Twitter/X Data as Grok’s Advantage

  • Some are excited about asking Grok what “the world” (i.e., X/Twitter) is talking about and getting contextualized summaries and links.
  • Others see X data as low‑quality, bot‑ridden noise and worry such a system just amplifies disinformation or reflects platform censorship policies.
  • Several note this kind of “what’s going on” feature already exists in limited form inside X, and that API costs hinder third‑party versions.
  • There’s debate over how representative X still is, given user fragmentation to Bluesky, Mastodon, private chats, etc.

Trust in Karpathy’s Review and Musk’s Influence

  • Some question whether a prominent ex‑insider can freely criticize an Elon‑backed model, given Musk’s reputation for vindictiveness and online mobs.
  • Others argue the review seems balanced, lists failures as well as strengths, and that the reviewer is known for technical honesty, not flattery.
  • Broader discussion about Musk’s competence, temperament, and how much his personal politics might shape Grok’s behavior remains unresolved.

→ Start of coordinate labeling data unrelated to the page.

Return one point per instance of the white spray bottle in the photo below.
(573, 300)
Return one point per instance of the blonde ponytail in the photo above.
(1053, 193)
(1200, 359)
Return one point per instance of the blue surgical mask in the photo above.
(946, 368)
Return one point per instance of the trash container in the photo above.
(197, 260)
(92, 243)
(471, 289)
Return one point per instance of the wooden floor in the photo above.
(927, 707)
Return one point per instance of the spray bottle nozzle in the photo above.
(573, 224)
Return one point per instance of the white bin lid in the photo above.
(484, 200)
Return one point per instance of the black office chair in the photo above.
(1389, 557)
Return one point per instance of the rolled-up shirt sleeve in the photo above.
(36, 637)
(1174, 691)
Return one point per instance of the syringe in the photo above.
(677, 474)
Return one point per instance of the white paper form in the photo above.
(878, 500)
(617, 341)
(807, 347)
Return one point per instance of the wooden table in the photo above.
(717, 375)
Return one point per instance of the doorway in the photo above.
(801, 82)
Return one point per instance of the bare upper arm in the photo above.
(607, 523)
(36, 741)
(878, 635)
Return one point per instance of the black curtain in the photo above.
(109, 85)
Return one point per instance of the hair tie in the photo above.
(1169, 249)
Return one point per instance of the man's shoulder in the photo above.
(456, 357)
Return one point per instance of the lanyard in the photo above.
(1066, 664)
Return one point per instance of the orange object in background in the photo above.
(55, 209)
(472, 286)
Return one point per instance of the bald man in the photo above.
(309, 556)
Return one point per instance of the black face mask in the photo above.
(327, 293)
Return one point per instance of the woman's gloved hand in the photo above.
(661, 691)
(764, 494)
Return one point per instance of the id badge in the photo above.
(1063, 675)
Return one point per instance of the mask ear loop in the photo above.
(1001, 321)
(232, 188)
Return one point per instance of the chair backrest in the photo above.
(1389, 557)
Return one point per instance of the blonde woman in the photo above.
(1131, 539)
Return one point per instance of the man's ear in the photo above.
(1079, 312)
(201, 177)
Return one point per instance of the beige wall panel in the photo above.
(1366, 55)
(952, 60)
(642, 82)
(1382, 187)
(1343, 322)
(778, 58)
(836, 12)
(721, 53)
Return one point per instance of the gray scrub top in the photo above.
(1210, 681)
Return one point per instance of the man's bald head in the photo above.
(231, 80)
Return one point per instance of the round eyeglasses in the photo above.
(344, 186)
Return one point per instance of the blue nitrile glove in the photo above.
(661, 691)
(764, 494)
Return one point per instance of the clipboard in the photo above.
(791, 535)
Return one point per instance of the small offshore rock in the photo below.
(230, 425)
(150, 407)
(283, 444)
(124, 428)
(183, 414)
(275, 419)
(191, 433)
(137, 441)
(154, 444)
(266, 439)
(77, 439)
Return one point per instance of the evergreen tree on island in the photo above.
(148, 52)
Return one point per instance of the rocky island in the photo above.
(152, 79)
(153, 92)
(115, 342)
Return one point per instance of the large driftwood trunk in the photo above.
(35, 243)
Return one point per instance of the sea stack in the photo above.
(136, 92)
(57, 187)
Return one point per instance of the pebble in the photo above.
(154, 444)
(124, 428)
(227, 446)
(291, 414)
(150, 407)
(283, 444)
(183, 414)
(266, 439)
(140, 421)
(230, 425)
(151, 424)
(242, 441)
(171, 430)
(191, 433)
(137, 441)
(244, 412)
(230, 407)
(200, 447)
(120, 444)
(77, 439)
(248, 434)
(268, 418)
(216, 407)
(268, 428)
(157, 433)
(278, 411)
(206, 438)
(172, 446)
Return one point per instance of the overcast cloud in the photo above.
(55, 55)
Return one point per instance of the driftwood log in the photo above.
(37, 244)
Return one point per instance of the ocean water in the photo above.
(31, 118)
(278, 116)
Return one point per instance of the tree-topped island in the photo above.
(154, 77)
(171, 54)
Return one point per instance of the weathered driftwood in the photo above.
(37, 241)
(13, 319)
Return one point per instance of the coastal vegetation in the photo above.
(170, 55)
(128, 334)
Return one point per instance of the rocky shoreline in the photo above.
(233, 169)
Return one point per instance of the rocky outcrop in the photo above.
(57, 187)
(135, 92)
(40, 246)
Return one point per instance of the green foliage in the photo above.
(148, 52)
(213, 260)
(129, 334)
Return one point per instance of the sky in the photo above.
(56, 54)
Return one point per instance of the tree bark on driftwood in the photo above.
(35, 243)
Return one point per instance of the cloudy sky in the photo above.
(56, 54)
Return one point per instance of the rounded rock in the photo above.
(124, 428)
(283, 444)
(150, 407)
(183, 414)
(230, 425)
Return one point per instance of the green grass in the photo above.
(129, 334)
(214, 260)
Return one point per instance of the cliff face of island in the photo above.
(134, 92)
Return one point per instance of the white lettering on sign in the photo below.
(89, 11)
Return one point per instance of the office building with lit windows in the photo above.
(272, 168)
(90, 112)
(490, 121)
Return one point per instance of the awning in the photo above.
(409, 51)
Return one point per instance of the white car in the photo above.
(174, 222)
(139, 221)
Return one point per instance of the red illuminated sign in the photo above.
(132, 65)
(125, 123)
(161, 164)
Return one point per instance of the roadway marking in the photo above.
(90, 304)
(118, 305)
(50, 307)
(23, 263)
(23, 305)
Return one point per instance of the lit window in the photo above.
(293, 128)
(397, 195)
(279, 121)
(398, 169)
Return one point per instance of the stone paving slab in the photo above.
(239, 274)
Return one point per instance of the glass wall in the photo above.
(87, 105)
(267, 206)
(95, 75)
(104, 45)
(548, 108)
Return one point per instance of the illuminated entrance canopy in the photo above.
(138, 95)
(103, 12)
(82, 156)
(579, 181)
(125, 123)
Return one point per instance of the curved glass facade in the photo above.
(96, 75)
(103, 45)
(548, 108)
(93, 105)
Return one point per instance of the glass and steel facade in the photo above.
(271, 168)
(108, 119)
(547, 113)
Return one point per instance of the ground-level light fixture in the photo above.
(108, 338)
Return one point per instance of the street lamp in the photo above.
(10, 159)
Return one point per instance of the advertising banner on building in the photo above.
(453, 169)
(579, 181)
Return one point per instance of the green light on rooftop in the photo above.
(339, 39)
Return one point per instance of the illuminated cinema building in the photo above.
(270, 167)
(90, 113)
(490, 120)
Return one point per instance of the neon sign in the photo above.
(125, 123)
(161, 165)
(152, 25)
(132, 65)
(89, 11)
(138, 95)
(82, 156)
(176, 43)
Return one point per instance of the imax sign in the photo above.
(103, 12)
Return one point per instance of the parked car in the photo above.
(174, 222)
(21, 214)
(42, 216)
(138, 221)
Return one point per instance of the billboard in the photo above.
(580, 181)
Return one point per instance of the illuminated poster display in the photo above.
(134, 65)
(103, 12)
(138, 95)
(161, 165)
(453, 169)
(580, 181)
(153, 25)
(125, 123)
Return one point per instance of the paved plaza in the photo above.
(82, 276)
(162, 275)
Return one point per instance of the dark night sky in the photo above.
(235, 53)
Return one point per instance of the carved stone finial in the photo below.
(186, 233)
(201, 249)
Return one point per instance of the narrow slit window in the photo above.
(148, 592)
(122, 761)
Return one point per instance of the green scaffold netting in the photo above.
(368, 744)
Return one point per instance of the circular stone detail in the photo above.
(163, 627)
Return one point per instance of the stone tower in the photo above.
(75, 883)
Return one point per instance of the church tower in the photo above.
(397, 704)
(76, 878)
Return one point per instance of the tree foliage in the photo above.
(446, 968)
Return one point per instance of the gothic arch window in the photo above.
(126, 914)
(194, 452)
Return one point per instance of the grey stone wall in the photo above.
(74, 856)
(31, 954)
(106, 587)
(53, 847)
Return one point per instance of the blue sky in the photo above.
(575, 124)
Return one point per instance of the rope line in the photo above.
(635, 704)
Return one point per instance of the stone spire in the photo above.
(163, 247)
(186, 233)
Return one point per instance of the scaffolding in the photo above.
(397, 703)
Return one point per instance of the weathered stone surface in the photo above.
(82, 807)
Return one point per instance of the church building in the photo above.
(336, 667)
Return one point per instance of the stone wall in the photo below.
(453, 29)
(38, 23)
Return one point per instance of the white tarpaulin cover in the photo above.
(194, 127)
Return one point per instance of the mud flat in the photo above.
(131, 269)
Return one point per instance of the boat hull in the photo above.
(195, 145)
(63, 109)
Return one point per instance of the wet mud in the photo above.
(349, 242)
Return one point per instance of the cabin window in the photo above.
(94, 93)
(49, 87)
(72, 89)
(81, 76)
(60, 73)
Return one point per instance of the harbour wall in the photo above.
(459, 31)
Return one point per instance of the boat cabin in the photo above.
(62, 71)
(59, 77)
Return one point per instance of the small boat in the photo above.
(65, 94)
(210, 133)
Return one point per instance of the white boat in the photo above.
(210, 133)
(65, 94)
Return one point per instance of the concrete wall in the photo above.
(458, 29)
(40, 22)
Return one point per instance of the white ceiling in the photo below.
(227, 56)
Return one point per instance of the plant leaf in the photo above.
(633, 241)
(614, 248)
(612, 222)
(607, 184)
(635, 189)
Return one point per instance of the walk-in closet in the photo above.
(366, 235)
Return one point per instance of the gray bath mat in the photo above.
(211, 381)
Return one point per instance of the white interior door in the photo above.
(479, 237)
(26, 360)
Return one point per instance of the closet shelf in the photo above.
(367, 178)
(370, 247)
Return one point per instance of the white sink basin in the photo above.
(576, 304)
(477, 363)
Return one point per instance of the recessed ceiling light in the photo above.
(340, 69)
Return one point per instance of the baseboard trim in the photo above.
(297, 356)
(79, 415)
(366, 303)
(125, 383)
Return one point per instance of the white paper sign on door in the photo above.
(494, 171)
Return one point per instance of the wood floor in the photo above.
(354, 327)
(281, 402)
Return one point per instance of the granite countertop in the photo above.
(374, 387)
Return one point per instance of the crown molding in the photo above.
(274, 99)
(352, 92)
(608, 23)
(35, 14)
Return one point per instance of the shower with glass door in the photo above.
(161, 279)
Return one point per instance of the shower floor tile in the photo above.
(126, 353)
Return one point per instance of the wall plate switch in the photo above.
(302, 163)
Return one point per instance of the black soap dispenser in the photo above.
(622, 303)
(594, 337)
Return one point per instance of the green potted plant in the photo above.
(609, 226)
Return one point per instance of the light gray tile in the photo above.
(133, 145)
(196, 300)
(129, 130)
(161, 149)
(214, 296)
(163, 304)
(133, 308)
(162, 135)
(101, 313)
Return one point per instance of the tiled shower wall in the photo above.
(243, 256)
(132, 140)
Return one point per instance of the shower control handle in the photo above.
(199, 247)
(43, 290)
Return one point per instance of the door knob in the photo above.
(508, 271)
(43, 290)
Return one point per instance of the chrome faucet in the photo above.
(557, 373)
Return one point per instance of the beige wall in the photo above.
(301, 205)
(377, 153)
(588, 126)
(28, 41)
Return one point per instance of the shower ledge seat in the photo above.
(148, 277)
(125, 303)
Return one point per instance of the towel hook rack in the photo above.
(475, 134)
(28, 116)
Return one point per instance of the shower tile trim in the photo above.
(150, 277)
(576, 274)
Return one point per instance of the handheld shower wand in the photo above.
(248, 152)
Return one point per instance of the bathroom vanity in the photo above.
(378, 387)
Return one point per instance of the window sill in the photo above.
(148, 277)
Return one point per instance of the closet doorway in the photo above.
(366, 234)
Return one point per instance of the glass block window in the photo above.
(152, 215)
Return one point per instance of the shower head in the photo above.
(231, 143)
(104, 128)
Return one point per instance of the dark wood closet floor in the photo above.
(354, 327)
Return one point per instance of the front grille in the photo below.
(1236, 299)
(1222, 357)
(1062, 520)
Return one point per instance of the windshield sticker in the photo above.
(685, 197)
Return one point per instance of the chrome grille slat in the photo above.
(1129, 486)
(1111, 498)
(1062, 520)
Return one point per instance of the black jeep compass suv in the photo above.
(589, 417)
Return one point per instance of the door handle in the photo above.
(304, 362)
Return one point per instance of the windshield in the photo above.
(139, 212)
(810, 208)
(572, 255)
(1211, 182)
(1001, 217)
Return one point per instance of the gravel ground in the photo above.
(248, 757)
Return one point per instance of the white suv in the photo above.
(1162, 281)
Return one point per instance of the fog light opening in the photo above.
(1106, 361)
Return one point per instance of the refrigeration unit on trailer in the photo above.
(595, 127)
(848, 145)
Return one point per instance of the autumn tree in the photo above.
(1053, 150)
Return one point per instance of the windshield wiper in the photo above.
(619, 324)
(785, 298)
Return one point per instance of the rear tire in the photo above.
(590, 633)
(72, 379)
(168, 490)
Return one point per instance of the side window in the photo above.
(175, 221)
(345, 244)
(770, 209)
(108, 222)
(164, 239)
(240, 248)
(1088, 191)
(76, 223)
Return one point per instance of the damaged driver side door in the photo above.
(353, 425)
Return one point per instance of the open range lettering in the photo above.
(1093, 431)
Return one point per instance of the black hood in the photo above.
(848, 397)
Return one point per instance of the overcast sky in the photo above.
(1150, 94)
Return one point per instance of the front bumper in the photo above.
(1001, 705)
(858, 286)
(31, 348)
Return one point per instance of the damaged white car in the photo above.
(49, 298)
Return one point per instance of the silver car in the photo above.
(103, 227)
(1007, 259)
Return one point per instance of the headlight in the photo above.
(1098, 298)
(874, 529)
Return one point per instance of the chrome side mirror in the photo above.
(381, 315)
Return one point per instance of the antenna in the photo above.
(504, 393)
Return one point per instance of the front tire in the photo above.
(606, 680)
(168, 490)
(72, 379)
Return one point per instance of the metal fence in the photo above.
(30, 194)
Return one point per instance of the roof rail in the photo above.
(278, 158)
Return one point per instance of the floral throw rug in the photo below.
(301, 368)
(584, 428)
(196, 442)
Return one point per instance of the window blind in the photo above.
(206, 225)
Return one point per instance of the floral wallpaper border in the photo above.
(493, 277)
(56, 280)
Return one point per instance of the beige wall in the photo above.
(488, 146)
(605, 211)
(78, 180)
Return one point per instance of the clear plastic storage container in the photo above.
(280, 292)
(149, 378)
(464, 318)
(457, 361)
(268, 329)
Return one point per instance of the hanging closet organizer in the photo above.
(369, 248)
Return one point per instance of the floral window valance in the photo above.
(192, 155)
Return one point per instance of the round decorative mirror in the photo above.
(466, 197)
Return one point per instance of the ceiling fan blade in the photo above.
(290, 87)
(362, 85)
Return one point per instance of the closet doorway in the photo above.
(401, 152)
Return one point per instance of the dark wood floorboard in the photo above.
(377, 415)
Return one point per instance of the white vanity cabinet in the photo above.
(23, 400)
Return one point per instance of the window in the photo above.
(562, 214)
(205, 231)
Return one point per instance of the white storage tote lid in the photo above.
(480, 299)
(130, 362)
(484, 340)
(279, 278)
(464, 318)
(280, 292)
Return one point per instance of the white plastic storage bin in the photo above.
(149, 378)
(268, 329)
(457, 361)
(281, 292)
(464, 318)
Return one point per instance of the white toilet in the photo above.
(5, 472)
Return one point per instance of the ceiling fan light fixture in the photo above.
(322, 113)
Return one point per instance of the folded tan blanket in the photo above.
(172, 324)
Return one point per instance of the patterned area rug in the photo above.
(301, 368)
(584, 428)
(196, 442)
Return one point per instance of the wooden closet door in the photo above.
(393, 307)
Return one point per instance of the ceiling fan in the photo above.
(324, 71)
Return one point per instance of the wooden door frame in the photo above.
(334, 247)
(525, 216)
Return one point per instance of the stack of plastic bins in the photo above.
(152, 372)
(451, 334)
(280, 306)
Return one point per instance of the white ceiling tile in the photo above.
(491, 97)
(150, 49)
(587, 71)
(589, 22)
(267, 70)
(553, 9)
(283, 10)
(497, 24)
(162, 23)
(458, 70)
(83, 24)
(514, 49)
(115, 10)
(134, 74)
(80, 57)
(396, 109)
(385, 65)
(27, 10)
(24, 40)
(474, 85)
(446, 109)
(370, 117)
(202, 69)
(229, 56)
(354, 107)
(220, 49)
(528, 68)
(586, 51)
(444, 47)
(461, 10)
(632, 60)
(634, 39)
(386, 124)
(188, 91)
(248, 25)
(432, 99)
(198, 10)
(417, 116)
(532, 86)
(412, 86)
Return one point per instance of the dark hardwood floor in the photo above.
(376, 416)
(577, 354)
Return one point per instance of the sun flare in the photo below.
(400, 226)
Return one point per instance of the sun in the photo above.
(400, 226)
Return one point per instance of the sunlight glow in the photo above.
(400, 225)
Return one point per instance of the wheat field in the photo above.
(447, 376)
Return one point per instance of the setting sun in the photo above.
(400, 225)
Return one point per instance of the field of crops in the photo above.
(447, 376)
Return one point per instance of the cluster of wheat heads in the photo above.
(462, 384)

Other Technical/Meta Points

  • Emoji‑encoded “hidden message” prompts are discussed as a prompt‑injection test; interest is mainly in whether models are vulnerable, not in any practical use.
  • Some complain about LLMs “lecturing” instead of answering; others defend longer explanations critiquing bad hypotheticals.
  • A quoted example (“knows letters in ‘strawberry’ but not ‘LOLLAPALOOZA’ until Thinking mode is on”) is seen as emblematic of current LLM quirks.